Proponents of Perspective Theory assert that there is evidence suggesting that overhead objects receding into the distance will rotate increasingly slower as those bodies increase in altitude.
First of all, the ancients believed that light passes from the eye to the object. This is the basis of Euclid’s optics. Since the seventeenth century, when Christoph Scheiner found that light casts an image on the retina, we have believed the other way round. The reason we believe objects look smaller in the distance is because the light passing from the object subtend a smaller visual angle. In general, angular distance decreases with distance. This is a physical fact about light, not ‘perspective’.
Proponents of the Electromagnetic Accelerator assert that the light of the moon reflects a similar scene to what happens to the light of the sun. The light of the moon's face is bending upwards, and when the observer sees the moon at the horizon the face of the moon is presenting itself to the observer.
This will not work if the bending is uniform, or we would not see the moon at all. There needs to be more bending from the part of the moon more distant from the observer, so that it will still look circular, and not like an ellipse.
If we were to increase the relationship by several orders of magnitude, one may suggest that the moon is at such a great distance in the sky that it hardly changes angle at all when it moves over the observer's limited viewing area.

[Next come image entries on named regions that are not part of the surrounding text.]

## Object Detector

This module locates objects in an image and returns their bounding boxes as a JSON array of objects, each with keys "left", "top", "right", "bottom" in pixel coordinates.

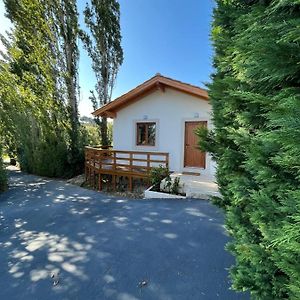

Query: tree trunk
[{"left": 100, "top": 117, "right": 109, "bottom": 146}]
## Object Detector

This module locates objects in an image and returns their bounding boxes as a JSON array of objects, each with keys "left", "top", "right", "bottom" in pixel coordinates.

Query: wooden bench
[{"left": 85, "top": 147, "right": 169, "bottom": 191}]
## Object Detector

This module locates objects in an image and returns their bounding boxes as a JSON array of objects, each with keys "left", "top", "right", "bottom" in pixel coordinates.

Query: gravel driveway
[{"left": 0, "top": 172, "right": 249, "bottom": 300}]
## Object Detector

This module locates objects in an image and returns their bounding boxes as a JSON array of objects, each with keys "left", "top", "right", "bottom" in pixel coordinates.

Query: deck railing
[{"left": 85, "top": 147, "right": 169, "bottom": 190}]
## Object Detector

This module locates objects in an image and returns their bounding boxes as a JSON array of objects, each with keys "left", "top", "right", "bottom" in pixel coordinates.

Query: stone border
[{"left": 144, "top": 186, "right": 186, "bottom": 199}]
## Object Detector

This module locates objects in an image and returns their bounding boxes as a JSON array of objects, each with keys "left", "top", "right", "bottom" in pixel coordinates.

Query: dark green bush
[
  {"left": 150, "top": 165, "right": 170, "bottom": 191},
  {"left": 199, "top": 0, "right": 300, "bottom": 299}
]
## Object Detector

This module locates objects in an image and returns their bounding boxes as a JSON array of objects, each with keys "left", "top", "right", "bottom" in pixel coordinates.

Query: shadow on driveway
[{"left": 0, "top": 172, "right": 249, "bottom": 300}]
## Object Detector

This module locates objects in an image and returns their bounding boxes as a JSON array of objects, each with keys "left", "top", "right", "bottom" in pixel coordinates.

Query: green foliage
[
  {"left": 200, "top": 0, "right": 300, "bottom": 299},
  {"left": 150, "top": 165, "right": 170, "bottom": 191},
  {"left": 0, "top": 0, "right": 85, "bottom": 177},
  {"left": 80, "top": 0, "right": 123, "bottom": 146},
  {"left": 0, "top": 144, "right": 7, "bottom": 192}
]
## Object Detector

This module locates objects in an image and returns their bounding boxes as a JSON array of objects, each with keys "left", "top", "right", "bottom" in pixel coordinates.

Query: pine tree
[{"left": 199, "top": 0, "right": 300, "bottom": 299}]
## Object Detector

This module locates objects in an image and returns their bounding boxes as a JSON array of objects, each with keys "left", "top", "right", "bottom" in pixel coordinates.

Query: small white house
[{"left": 93, "top": 74, "right": 214, "bottom": 176}]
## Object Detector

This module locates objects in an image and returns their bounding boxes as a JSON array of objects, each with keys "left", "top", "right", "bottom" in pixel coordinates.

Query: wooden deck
[{"left": 85, "top": 147, "right": 169, "bottom": 191}]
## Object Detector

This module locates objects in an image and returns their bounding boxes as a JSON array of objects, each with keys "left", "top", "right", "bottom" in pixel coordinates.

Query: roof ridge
[{"left": 157, "top": 73, "right": 207, "bottom": 91}]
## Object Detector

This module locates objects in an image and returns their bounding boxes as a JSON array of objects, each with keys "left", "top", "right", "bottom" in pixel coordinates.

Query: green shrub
[
  {"left": 150, "top": 165, "right": 170, "bottom": 191},
  {"left": 199, "top": 0, "right": 300, "bottom": 299}
]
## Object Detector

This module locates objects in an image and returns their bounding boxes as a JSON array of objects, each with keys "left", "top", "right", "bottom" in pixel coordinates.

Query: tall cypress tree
[
  {"left": 81, "top": 0, "right": 123, "bottom": 145},
  {"left": 0, "top": 0, "right": 84, "bottom": 176},
  {"left": 199, "top": 0, "right": 300, "bottom": 299}
]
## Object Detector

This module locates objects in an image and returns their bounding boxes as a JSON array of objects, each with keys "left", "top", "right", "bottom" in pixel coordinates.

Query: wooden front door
[{"left": 184, "top": 121, "right": 207, "bottom": 168}]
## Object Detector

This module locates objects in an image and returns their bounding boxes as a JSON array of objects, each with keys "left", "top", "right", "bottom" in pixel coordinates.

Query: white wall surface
[{"left": 113, "top": 88, "right": 214, "bottom": 175}]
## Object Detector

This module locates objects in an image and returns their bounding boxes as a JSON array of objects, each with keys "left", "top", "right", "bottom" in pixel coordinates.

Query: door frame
[{"left": 182, "top": 119, "right": 209, "bottom": 170}]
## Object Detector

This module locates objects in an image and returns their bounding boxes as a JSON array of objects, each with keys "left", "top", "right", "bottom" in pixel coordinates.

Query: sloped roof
[{"left": 92, "top": 74, "right": 209, "bottom": 118}]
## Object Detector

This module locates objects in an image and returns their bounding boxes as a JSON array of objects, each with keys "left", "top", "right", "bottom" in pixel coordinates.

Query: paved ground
[{"left": 0, "top": 172, "right": 249, "bottom": 300}]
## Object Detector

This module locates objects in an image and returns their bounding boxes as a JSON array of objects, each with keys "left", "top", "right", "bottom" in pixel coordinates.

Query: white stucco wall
[{"left": 113, "top": 88, "right": 214, "bottom": 175}]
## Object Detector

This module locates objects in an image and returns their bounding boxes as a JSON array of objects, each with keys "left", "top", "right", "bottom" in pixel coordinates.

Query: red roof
[{"left": 93, "top": 74, "right": 209, "bottom": 118}]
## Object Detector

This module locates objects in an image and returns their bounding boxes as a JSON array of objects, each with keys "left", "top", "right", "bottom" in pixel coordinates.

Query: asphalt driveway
[{"left": 0, "top": 172, "right": 249, "bottom": 300}]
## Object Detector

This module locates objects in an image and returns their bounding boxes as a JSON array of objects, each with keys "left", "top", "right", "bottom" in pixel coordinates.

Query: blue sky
[{"left": 0, "top": 0, "right": 214, "bottom": 115}]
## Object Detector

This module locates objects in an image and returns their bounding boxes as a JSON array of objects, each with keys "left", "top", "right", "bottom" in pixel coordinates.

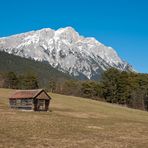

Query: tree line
[
  {"left": 0, "top": 68, "right": 148, "bottom": 110},
  {"left": 49, "top": 68, "right": 148, "bottom": 110},
  {"left": 0, "top": 72, "right": 39, "bottom": 89}
]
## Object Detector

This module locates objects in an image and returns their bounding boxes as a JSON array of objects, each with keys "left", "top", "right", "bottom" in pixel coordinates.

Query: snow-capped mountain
[{"left": 0, "top": 27, "right": 132, "bottom": 79}]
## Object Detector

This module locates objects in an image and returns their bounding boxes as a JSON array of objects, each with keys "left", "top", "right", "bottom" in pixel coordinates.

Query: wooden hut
[{"left": 9, "top": 89, "right": 51, "bottom": 111}]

The conventional explanation for the 1 degree of diurnal libration is that the moon is 385,000 km from the earth.
If the moon is a disc not a sphere, you also need to explain phases of the moon. You also need to explain why the moon is full when it rises as the sun sets. The conventional explanation is that it is a sphere, and light from the sun passes across the earth at sunset, striking the whole hemisphere of the moon. And to explain why, if the sun is a spotlight, the light still reaches the moon while we are in darkness etc.
There is nothing like a complete theory in the wiki.